Il est bien difficile de donner un sens absolu aux chiffres des sondages, mais une enquête d'opinion qui sera rendue publique au printemps 2008 laisse néanmoins penser que la négrophobie serait bel et bien en hausse au pays des droits de l'homme. Les Français seraient en effet plus nombreux que l'an passé à considérer que les "noirs" constituent "un groupe à part" dans la société : inassimilables, il se ressembleraient tous. Une hausse qui, cette fois, viserait plus encore les Antillais (+20 %) que les "Africains", même si cette vision raciste de la "négritude" est plus que largement teintée de xénophobie et d'intolérance.
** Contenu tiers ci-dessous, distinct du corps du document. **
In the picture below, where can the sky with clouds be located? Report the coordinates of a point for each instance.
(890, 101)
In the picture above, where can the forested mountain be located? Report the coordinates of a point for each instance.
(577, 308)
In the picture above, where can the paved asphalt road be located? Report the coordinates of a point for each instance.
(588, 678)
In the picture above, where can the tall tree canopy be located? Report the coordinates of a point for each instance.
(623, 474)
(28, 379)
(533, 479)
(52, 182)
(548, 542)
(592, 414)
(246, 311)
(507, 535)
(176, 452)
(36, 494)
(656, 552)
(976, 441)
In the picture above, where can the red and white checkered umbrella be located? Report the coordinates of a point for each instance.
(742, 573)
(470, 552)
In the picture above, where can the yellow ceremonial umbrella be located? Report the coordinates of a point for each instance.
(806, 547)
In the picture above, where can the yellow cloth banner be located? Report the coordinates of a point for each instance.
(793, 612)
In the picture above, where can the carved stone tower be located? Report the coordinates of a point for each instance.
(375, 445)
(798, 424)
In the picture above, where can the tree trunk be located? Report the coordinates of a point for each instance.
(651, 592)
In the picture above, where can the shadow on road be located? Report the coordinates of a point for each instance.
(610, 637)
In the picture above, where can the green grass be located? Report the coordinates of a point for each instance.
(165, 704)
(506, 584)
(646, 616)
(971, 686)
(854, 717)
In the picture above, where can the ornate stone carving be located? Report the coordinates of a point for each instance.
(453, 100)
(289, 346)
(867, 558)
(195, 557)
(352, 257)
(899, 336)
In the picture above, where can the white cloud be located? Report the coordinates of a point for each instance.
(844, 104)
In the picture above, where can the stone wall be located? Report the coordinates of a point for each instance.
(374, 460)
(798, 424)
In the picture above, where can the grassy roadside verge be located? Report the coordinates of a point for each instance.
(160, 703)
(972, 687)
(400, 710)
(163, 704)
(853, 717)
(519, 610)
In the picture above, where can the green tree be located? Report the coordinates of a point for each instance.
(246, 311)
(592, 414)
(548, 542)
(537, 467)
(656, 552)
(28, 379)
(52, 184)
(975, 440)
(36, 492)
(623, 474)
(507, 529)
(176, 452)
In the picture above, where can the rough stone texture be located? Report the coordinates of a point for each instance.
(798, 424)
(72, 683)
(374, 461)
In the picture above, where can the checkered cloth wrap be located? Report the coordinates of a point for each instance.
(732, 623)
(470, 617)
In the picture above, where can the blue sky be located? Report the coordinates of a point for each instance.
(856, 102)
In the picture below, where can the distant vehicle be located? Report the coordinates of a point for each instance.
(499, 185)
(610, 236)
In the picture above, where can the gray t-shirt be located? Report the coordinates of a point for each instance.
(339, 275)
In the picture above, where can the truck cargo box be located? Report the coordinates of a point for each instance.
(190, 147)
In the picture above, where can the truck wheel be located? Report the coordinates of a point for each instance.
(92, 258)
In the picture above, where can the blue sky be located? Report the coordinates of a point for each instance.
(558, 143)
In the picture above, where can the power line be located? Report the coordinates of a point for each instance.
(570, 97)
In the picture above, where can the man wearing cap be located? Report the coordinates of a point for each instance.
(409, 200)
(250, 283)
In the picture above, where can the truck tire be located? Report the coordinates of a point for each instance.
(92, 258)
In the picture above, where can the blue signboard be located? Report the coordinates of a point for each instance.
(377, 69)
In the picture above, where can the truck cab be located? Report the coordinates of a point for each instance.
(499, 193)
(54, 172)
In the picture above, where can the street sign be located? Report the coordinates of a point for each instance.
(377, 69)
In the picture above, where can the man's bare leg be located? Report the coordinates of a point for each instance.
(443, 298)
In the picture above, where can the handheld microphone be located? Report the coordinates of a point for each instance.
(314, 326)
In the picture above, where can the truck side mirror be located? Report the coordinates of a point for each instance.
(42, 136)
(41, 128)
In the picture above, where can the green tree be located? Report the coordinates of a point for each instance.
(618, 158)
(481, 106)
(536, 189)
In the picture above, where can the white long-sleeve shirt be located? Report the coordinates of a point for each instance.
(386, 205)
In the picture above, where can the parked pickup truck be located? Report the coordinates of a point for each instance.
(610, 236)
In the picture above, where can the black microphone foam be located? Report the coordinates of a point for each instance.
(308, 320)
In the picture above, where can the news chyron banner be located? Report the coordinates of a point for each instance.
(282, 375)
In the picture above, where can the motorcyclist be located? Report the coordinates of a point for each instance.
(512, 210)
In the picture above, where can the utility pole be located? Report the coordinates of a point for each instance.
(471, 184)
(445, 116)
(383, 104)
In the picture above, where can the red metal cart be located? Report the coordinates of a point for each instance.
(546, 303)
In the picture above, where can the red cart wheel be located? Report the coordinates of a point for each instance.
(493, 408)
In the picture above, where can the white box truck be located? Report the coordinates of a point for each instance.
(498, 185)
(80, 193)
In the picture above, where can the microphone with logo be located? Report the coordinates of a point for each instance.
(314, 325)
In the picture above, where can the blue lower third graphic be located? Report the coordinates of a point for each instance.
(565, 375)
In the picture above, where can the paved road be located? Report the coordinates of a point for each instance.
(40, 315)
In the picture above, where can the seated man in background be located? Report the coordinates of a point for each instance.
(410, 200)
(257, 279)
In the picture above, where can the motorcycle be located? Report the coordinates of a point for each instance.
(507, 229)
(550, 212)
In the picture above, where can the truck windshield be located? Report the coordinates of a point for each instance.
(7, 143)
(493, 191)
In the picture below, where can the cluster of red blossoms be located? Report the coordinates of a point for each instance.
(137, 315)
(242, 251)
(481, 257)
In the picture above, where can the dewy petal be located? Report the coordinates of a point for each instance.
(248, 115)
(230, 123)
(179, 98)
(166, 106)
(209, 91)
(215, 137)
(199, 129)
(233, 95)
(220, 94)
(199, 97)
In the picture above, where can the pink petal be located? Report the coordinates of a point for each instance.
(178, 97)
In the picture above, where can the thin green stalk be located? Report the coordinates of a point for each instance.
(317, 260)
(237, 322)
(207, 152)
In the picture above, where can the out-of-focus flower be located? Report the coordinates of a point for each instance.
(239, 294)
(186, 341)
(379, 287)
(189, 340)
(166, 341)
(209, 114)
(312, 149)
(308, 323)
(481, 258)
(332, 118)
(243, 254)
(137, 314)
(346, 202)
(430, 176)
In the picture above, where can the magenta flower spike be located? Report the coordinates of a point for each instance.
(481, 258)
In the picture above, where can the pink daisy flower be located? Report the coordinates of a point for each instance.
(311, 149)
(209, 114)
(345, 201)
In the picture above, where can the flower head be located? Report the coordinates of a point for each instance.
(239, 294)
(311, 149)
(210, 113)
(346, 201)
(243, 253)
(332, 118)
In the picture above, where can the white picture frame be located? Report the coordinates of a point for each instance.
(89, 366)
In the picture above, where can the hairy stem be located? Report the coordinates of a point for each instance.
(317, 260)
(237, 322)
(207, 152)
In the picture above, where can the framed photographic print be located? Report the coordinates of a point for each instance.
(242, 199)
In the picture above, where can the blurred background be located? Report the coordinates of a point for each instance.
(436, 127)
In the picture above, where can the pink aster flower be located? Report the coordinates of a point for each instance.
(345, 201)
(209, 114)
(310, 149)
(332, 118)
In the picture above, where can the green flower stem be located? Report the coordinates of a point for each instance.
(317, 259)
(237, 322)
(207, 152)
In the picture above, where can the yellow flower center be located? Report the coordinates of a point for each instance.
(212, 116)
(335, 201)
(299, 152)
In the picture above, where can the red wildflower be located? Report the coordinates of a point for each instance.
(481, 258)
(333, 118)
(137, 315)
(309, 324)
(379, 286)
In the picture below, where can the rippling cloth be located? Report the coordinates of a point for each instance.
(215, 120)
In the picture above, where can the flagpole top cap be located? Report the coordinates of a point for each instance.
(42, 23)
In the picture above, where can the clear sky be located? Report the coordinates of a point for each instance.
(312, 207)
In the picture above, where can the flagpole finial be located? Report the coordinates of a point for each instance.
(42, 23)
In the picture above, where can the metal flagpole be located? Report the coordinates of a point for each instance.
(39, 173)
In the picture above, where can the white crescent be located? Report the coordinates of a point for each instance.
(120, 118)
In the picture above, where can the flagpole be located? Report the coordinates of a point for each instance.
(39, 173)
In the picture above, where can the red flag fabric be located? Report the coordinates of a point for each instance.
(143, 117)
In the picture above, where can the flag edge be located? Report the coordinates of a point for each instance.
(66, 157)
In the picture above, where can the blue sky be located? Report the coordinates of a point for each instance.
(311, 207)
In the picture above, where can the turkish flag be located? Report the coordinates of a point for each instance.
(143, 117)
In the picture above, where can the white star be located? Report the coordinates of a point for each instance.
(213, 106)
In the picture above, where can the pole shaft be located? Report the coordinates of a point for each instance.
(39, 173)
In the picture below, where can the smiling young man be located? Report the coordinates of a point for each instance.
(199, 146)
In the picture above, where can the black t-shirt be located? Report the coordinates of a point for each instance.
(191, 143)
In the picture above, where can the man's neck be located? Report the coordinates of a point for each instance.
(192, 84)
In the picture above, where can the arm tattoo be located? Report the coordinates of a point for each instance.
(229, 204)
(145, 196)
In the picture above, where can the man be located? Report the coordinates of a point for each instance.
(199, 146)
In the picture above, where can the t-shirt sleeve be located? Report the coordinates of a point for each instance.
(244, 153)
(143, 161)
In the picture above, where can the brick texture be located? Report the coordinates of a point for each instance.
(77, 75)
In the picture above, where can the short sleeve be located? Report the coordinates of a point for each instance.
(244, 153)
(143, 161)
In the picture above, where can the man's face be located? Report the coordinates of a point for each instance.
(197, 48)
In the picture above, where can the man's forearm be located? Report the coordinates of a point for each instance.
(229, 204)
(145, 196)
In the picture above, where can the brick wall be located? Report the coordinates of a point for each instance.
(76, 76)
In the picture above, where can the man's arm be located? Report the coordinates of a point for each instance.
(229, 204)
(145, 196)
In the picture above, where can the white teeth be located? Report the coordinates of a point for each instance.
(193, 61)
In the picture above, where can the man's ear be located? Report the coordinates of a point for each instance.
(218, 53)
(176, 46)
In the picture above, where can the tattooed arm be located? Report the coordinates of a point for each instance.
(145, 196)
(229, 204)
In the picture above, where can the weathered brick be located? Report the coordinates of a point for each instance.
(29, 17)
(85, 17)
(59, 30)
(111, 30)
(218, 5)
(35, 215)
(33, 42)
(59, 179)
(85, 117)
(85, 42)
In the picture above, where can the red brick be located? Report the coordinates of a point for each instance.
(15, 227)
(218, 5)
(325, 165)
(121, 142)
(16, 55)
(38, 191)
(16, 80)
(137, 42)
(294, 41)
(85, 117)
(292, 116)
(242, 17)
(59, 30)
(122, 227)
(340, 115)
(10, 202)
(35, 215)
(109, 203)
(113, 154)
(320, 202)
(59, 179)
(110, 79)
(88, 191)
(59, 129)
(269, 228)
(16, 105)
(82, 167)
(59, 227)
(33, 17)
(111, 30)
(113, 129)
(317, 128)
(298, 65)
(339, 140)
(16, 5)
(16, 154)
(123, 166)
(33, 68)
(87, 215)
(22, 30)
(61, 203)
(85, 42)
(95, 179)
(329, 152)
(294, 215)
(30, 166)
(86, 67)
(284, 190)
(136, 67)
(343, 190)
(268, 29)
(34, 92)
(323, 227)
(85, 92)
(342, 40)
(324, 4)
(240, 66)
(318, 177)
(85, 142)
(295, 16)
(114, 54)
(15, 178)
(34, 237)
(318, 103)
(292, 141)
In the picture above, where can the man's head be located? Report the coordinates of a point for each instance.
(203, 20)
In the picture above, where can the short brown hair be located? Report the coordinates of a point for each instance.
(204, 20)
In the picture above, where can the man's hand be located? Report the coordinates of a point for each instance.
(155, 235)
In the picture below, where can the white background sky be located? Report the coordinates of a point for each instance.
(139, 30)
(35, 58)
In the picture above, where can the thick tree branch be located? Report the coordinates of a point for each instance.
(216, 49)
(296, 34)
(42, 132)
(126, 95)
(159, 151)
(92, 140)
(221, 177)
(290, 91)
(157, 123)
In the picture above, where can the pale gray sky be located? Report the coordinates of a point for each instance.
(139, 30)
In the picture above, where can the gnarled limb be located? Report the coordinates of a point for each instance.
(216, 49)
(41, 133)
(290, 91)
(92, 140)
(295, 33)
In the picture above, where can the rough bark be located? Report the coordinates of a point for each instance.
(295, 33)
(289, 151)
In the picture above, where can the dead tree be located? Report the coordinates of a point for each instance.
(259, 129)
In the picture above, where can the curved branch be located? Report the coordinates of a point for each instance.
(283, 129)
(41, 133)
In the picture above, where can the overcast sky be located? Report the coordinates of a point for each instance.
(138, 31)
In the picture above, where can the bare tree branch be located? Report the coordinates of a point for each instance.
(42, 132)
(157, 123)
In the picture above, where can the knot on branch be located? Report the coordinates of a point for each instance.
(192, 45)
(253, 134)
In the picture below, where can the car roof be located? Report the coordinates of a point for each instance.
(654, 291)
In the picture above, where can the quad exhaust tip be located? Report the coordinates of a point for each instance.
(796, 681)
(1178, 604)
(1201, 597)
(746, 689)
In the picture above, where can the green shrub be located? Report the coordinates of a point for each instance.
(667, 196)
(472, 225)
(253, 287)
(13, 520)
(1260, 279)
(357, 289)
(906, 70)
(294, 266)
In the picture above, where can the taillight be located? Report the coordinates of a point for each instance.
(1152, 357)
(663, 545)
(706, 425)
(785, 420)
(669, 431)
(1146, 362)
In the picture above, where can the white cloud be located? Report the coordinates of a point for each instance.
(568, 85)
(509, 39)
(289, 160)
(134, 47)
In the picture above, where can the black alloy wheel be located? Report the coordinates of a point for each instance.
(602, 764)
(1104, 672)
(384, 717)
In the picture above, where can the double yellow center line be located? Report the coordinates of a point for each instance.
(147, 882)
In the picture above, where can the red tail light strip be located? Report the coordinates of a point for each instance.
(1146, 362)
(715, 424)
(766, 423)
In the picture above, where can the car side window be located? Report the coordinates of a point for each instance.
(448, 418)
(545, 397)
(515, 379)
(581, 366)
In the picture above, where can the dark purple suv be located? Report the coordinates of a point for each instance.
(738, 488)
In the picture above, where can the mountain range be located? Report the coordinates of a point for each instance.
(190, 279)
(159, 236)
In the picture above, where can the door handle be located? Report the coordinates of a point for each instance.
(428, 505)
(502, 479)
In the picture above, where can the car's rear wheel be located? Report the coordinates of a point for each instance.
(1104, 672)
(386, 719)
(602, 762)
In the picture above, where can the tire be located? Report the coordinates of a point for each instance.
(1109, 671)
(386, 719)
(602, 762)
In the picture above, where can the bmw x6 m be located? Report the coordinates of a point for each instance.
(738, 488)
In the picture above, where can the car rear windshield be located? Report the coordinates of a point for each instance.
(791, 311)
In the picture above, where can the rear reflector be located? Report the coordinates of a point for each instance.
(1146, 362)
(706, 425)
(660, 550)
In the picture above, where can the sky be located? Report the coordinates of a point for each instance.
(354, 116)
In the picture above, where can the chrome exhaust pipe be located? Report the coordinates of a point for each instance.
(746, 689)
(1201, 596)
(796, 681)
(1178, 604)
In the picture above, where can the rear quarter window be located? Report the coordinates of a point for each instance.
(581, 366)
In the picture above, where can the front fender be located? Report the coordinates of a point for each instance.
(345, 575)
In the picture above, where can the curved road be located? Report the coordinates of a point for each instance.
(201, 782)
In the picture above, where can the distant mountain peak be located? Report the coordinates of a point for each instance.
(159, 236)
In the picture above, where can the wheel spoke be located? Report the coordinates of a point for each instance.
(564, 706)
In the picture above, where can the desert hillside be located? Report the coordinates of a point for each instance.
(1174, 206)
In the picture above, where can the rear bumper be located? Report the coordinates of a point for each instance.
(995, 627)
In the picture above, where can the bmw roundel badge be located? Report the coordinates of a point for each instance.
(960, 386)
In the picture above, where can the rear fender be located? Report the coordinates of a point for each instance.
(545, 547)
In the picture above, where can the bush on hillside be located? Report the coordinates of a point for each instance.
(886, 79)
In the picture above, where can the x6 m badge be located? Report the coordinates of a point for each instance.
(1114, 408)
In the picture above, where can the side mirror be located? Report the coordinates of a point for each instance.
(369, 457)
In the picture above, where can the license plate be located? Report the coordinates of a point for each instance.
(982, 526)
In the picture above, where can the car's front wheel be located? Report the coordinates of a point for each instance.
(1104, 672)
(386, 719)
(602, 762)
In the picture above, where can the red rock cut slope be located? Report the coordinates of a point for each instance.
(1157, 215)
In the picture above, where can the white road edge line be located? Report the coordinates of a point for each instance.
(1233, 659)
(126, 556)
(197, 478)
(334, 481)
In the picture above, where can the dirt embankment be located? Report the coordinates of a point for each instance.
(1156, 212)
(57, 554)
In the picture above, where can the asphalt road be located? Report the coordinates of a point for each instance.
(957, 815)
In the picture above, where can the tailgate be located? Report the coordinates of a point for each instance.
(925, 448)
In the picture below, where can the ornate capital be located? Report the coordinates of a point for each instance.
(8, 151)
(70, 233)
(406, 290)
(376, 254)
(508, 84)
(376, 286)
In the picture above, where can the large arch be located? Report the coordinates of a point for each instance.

Oscar Peterson, compositeur canadien 1925-2007

Lucien Poirier dit Julien Gracq, écrivain français, 1910-2007. Refusa le prix Goncourt en 1951



Cela n'empêche pas les personnes interrogées de considérer que le racisme est moins important que naguère et qu'on voit assez de "noirs" à la télévision ou en politique pour n'avoir pas à en réclamer davantage. Une sorte d'effet Yade-Roselmack : on en met deux devant pour ne plus avoir à parler des autres. Il est évident que la médiatisation des campagnes prônant le comptage "ethno-racial" de la population et les revendications identitaires de certaines associations ne sont pas étrangères à ce résultat calamiteux, largement tributaire au demeurant de la manière dont la prétendue "question noire", à la télévision, est insidieusement mêlée aux problèmes d'immigration et de violences urbaines. Car c'est malheureusement la télévision, de plus en plus abrutissante, qui conditionne la "pensée" de 97 % des Français (telle est la proportion de ceux qui la regardent : trois heures et demie en moyenne par jour !). Les personnes interrogées en ont d'ailleurs parfaitement conscience : elles déclarent que l'information télévisée renforce le racisme. Le seul signe encourageant est que les sondés seraient un peu plus nombreux à penser que la notion de "race humaine" n'a pas de sens. Il y en a cependant encore trois quarts pour croire le contraire et plus de dix pour cent, je crois, racistes et fiers de l'être, à estimer, comme au bon vieux temps, que certaines "races" sont supérieures aux autres. Pour oublier toutes ces sottises, les 3 % qui ne regardent pas la télévision pourront toujours profiter de leurs congés pour lire Un balcon en forêt, tout en écoutant Tenderly. Ils rêveront peut-être qu'il suffit d'"être blanc" pour écrire comme Julien Gracq, de même qu'il suffit d'"être noir", c'est bien connu, pour jouer et composer comme Oscar Peterson.